Mesajı Okuyun
Old 20-11-2006, 17:47   #13
ayseunluce

 
Varsayılan

T.C.
YARGITAY
3. HUKUK DAİRESİ
E. 2006/95
K. 2006/504
T. 6.2.2006
• TEDBİR NAFAKASI ( Anne Yanında Kalan Müşterek Çocuk İçin Ayrı Yaşamada Haklılık Unsuru Aranmaksızın Tedbir Nafakası Tayin Edilmesi Gereği )
• ANNE YANINDA KALAN MÜŞTEREK ÇOCUK ( Ayrı Yaşamada Haklılık Unsuru Aranmaksızın Tedbir Nafakası Tayin Edilmesi Gereği )
• HAKLILIK UNSURU ( Anne Yanında Kalan Müşterek Çocuk İçin Ayrı Yaşamada Haklılık Unsuru Aranmaksızın Tedbir Nafakası Tayin Edilmesi Gereği )
4721/m. 185, 186, 197
ÖZET : Dava, ayrı yaşama hakkına dayalı olarak davacı eş ve müşterek çocuk için tedbir nafakası talebine ilişkindir. Davacı eş, davalı kocasının alkol müptelası olduğunu, kendisini sürekli dövdüğünü, ailesiyle ilgilenmediğini, bu nedenle müşterek çocuğunu alıp ailesinin yanına sığındığını, ayrı yaşamakta haklı olduğunu iddia etmiştir. Dosya kapsamından davacının ayrı yaşamakta haklı olduğu anlaşılmaktadır. Kaldı ki, davacı annenin yanında kalan müşterek çocuk için tedbir nafakasına hükmedilebilmesi için ayrı yaşamada haklılık unsuru aranmaz. Müşterek çocuk için her halükarda nafakaya hükmedilmelidir. Davacının herhangi bir geliri de bulunmadığından davacı ve müşterek çocuk için uygun miktarda tedbir nafakasına karar verilmelidir.

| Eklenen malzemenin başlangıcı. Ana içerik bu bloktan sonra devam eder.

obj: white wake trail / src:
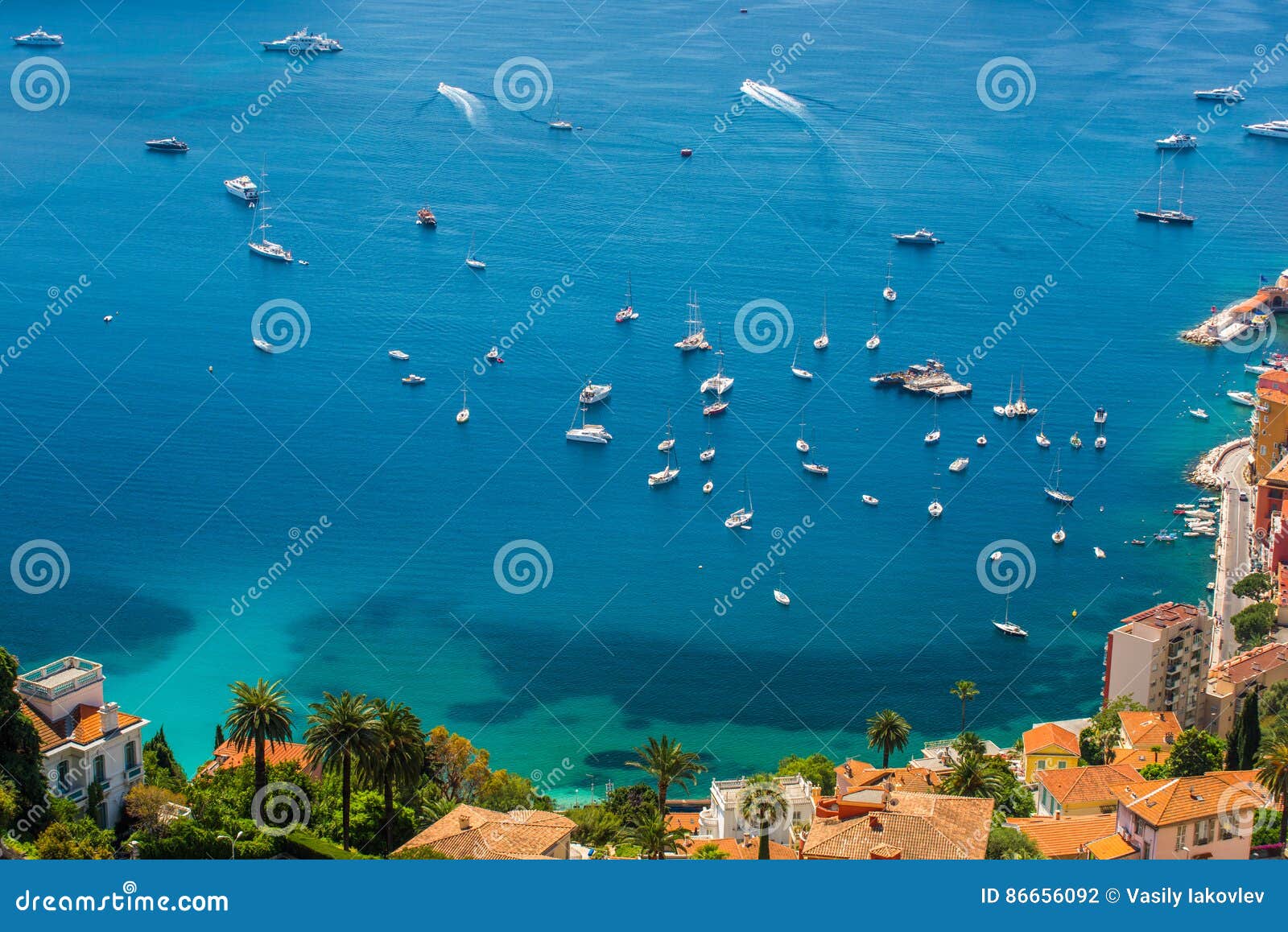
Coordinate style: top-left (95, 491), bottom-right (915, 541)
top-left (438, 82), bottom-right (487, 126)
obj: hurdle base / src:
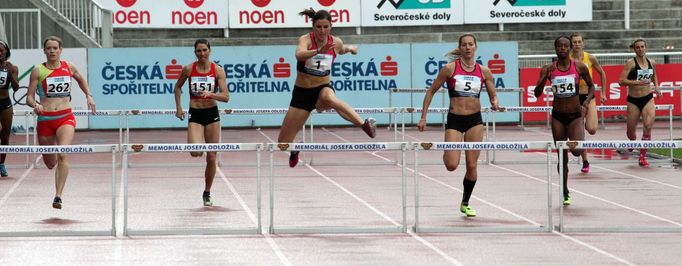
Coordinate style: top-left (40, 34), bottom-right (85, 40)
top-left (0, 230), bottom-right (116, 237)
top-left (269, 226), bottom-right (406, 234)
top-left (123, 228), bottom-right (262, 236)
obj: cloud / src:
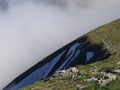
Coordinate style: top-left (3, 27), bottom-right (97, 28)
top-left (0, 0), bottom-right (120, 89)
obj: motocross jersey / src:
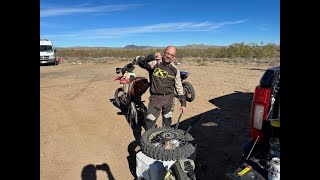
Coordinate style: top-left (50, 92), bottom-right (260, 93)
top-left (139, 54), bottom-right (186, 106)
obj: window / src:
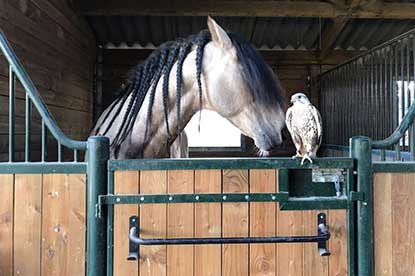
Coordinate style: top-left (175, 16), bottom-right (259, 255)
top-left (185, 110), bottom-right (241, 150)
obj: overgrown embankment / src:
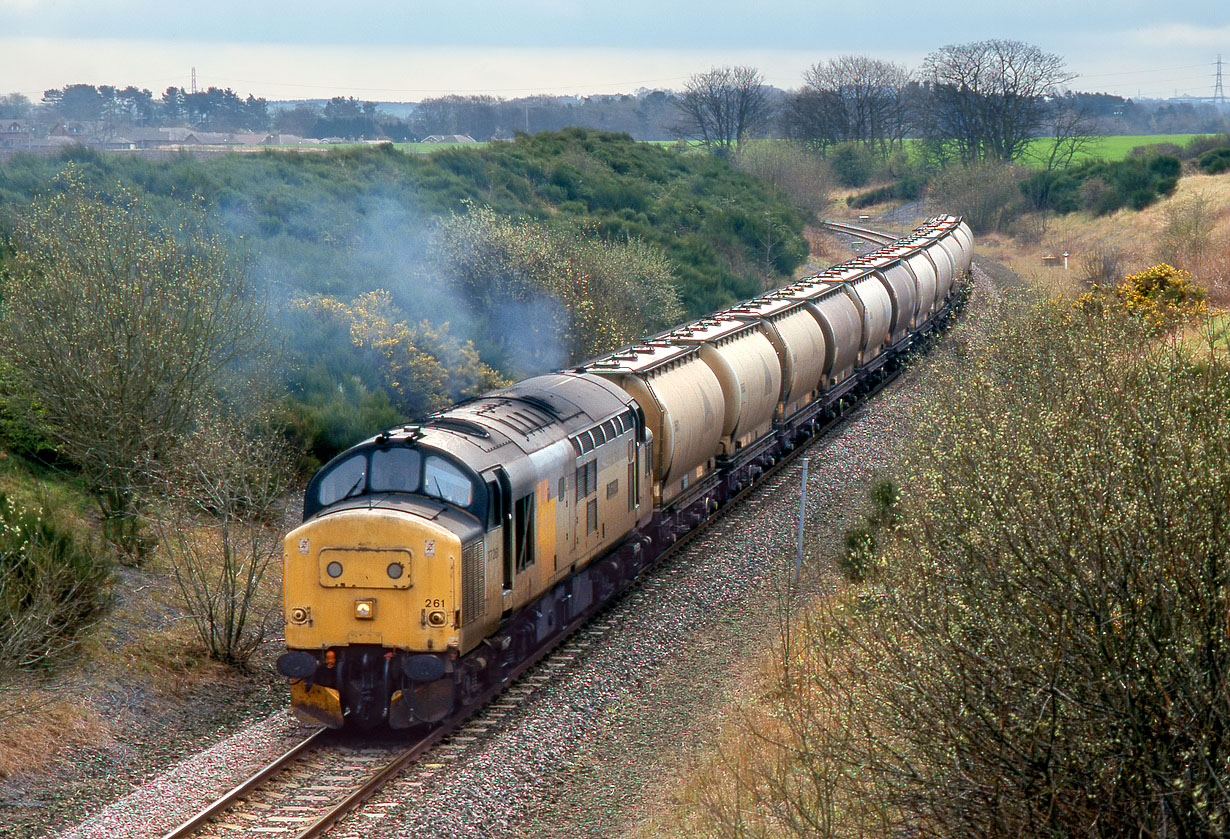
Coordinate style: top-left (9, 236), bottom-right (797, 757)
top-left (679, 276), bottom-right (1230, 837)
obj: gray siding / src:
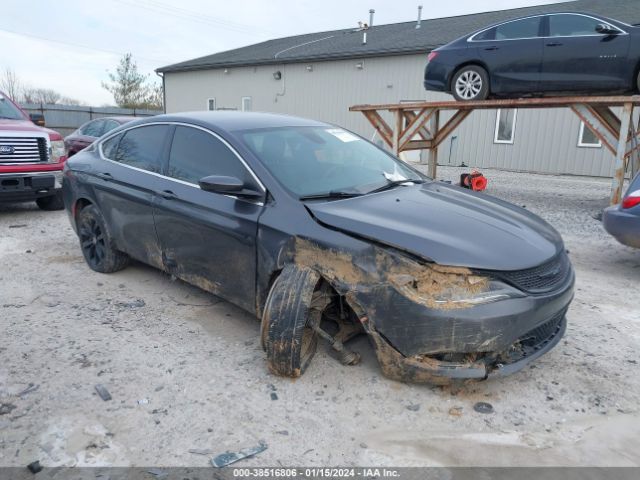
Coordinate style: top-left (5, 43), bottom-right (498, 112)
top-left (165, 54), bottom-right (613, 176)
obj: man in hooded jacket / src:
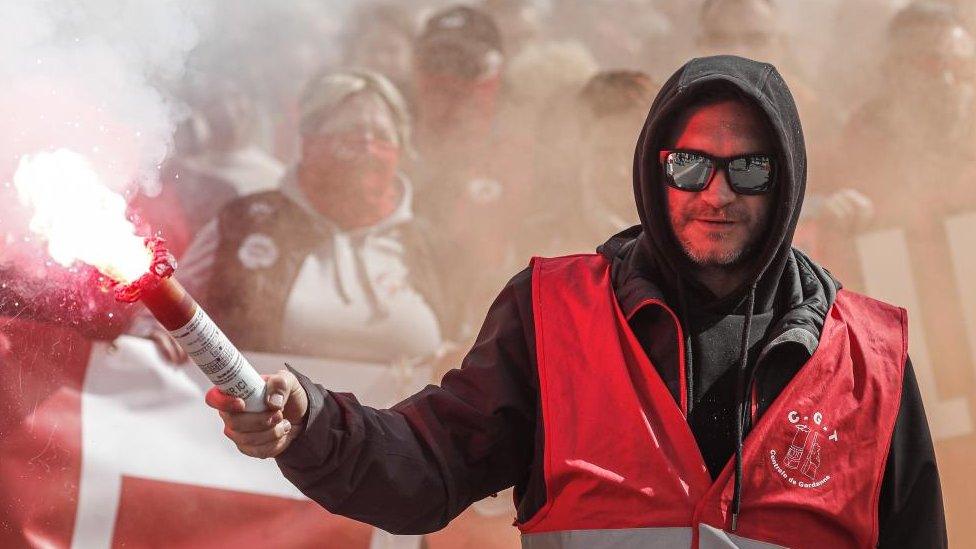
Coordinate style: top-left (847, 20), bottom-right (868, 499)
top-left (207, 56), bottom-right (946, 547)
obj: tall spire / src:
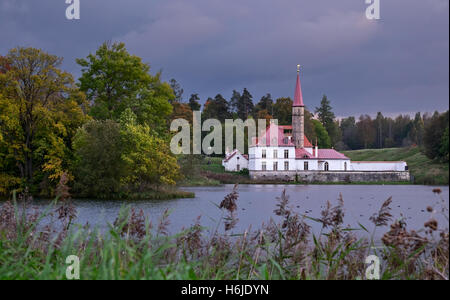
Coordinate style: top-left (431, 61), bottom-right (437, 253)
top-left (292, 65), bottom-right (305, 107)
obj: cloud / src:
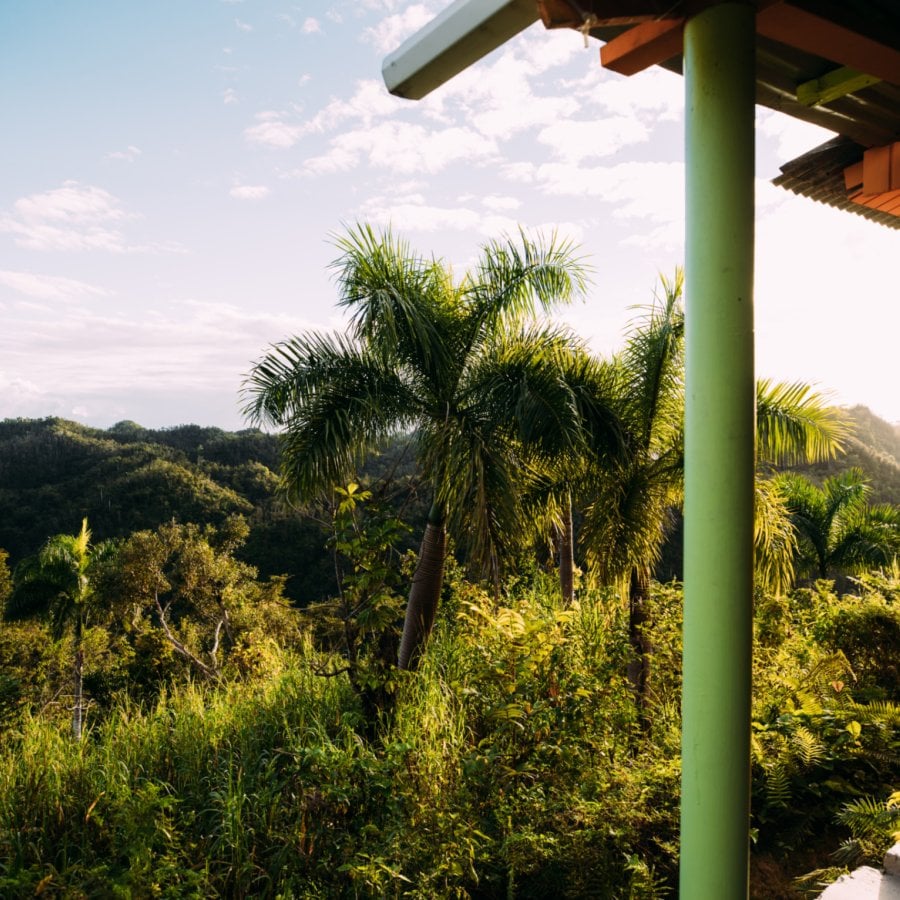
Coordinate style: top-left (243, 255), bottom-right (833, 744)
top-left (756, 108), bottom-right (834, 162)
top-left (228, 184), bottom-right (269, 200)
top-left (0, 269), bottom-right (109, 300)
top-left (481, 194), bottom-right (522, 212)
top-left (301, 122), bottom-right (498, 175)
top-left (0, 299), bottom-right (330, 415)
top-left (244, 111), bottom-right (304, 148)
top-left (360, 194), bottom-right (517, 237)
top-left (362, 3), bottom-right (434, 55)
top-left (0, 181), bottom-right (129, 253)
top-left (0, 181), bottom-right (184, 253)
top-left (103, 144), bottom-right (141, 162)
top-left (537, 116), bottom-right (650, 163)
top-left (305, 79), bottom-right (400, 132)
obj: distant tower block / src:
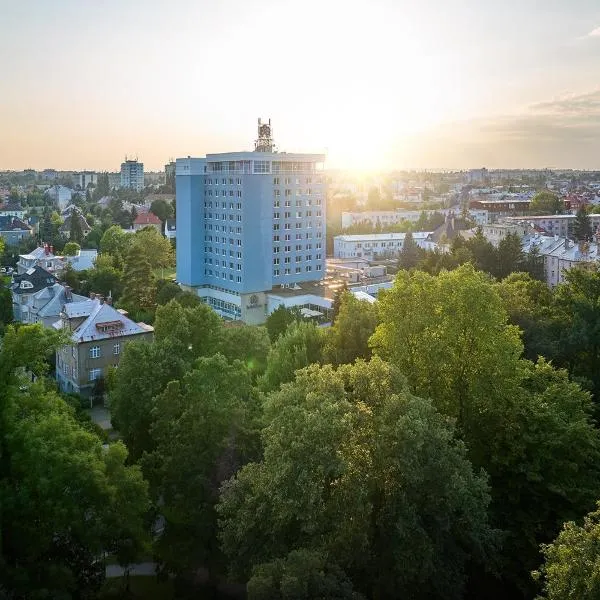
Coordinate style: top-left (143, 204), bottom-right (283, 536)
top-left (254, 119), bottom-right (275, 152)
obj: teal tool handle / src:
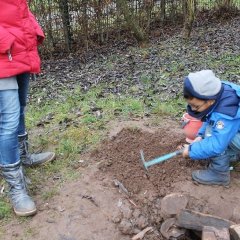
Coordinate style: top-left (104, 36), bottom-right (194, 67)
top-left (145, 150), bottom-right (183, 167)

DAVA : Taraflar arasında görülen nafaka davasının yapılan muhakemesi sonunda mahalli mahkemece verilen hüküm davacı tarafından temyiz edilmiştir.

Temyiz isteminin süresi içinde olduğu anlaşıldıktan sonra, dosyadaki bütün kağıtlar okunup gereği düşünüldü:

KARAR : Davada, ayrı yaşama hakkına dayalı olarak davacı ve müşterek çocuk için tedbir nafakası istenilmiş, mahkemece iddianın kanıtlanmadığı gerekçesi ile istemin reddine karar verilmiştir.

HUMK'nun 240. maddesine göre, kural olarak hakim ikame olunun delilleri serbestçe takdir eder.

Somut olayda davacı eş, kocası davalının alkol müptelası olduğunu, devamlı alkol alıp kendisini dövdüğünü, ailesiyle ilgilenmediğini, bunun sonucu müşterek çocuğunu da yanına alarak annesinin evine sığındığım, ayrı yaşama hakkı bulunduğunu iddia ederek, kendisi ve müşterek çocukları G. için tedbir nafakası istemiş, iddiasını ispatlamak için tanıklarını bildirmiştir. Mahkemece; davacı tanıklarının, davacının akrabaları olduğu ve taraftarın bulunduğu mahalden başka bir ilde oturmaları nedeniyle iddia olunan vakılarla ile ilgili görgüye dayalı bilgileri bulunmadığı, davalı tanığının ise taraftarın komşusu olduğu, görgüye dayalı bilgilerinin olduğu, beyanlarının daha samimi olduğundan bahisle davalı tanığının beyanı esas alınarak davanın reddine karar verilmiştir.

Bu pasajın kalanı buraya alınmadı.